In its report, the government speaks of plans to continue shifting taxation from direct to indirect over the medium term.
The report says that further to the revisions in the income tax regime in recent years, the 2013 Budget provided for the widening of the income tax bands for single and joint tax computations, and for parents supporting minors who are not gainfully employed. However, this will be implemented gradually in a manner that will limit the expansionary impact on public finances which will amount to 0.17 per cent of GDP in 2014.
For the period 2013 to 2016, the gradual losses from the revision in the income tax regime affecting direct taxation will be offset by similar gradual revisions in indirect taxation planned in the context of the budgetary exercise for the upcoming year. Moreover, revisions to the VAT legislation are currently ongoing, the report says. These will empower the minister responsible for finance to revise as necessary the penalties and interest payable on taxation due in order to increase tax compliance and ease the recovery of amounts due.

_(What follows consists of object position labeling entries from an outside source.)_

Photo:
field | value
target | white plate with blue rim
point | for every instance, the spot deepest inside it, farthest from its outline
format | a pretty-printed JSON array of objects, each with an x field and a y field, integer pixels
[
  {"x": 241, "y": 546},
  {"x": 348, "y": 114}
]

The Economic Partnership Programme (EPP) is divided in two main chapters. The first chapter presents the Government’s key policy planks which represent the crux of the Government’s fiscal and economic strategy and which also correspond to the Country Specific Recommendations (CSRs).
Furthermore, the fiscal framework underpinning the overall strategy is laid forward. This fiscal framework will ensure that Malta moves towards fiscal consolidation and achieves fiscal sustainability. The second chapter lays forward the necessary measures and reforms taken by the Malta Government in all sectors of the economy to ensure that Malta will exit the excessive deficit procedure permanently.
The main economic and fiscal measures proposed include: the diversification of energy sources and the restructuring of the energy corporation (Enemalta); the restructuring of Air Malta; the Pension reform process including the proposed introduction of the third pillar pensions; reforms underway in the health sector; further investment in education; as well as measures to reduce the poverty trap and therefore encourage people to get into employment rather than stay dependent on social benefits.
Other important measures included under the EPP are measures to increase competitiveness through diversification, through incentives and programmes aimed at SMEs and other businesses and through various other reforms, including the holistic Justice reform.
The Report on Effective Action focuses on providing a quantitative analysis on how the Government will reduce the deficit-to-GDP ratio below the 3% threshold.